The Dawn of Asia, parts 1–6 (1964), Nagisa Oshima, Japan, 318 min. Japanese with English subtitles
2 pm: The Dawn of Asia, parts 1–2
5 pm: The Dawn of Asia, parts 3–4
8:30 pm: The Dawn of Asia, parts 5–6
July 20: With a presentation by Go Hirasawa and Sabu Kohso
The Dawn of Asia is a TV drama consisting of thirteen episodes about the trans-China/Japan collaboration of revolutionaries in the early twentieth century. It was Nagisa Oshima’s rare attempt to direct a TV drama in a social atmosphere in which Japan was embracing postwar prosperity as well as the effects of permeating mass media. Making an effort to reach out to the mass audience through a seemingly conventional method of filmic representation, Dawn of Asia takes up the epic of trans-Asiatic solidarity while challenging nationalism on both sides.
Go Hirasawa is a curator and researcher working on underground and experimental films and avant-garde art movements in Japan during the 1960s and 70s.

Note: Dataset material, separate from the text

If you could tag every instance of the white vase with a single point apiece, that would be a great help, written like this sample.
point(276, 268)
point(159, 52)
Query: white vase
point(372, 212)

Sabu Kohso is a political and social critic, scholar, and activist. Kohso has written extensively on the Fukushima disaster from the perspective of global anti-capitalist struggles.

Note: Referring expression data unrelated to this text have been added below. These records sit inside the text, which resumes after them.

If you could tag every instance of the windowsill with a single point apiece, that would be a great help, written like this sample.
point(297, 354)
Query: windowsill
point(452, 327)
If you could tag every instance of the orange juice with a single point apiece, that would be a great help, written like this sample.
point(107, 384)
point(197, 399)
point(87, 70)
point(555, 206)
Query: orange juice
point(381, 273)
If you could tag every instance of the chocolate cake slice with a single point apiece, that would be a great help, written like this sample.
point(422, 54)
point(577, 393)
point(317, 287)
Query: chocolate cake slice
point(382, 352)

TV Politics is a film program that revisits some of the most significant attempts to articulate a radical approach to the politics of television since the mid twentieth century. It revisits film works conceived for the purpose of rethinking what television could be, while at the same time seeking to provide a different kind of analysis of social and cultural reality.